Israelis serve our country, travel the world, and earn an average of two university degrees. Hence how we took a tiny sliver of the Middle East that was completely underdeveloped and ignored by much of the world (probably because it’s the only place in our region that doesn’t have oil), and we created a country here in our indigenous homeland, a refuge for Jews across the world who for thousands of years have been at the relentless mercy of antisemitism.
But we did so much more than creating a country and offering a refuge. We became one of the strongest economies on this planet, while churning out the most college degrees, museums, and startups per capita. Never mind that we generate the second-most scientific research per capita, the most hi-tech “unicorns” per capita, the most dairy-producing cows, the world’s first egalitarian youth scouts movement and, since 1966, the most Nobel Prize winners per capita.
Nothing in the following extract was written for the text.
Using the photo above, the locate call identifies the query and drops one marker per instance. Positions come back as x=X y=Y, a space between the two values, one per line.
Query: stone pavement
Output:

And this, precisely this, is why so many people are calling for a ceasefire right now. It’s not that they care so much about the Palestinians. It’s that they can’t stand the sight of Jews — a population that is no more than 15 or 16 million worldwide —continuing to dominate in the face of persistent erasure, extraction, and oppression across thousands of years.
We can accept this reality, since it’s extremely common for people to be jealous of us Jews, but we will not accept a ceasefire until all the hostages are returned to Israel, and until Hamas is but a mere afterthought in Gaza.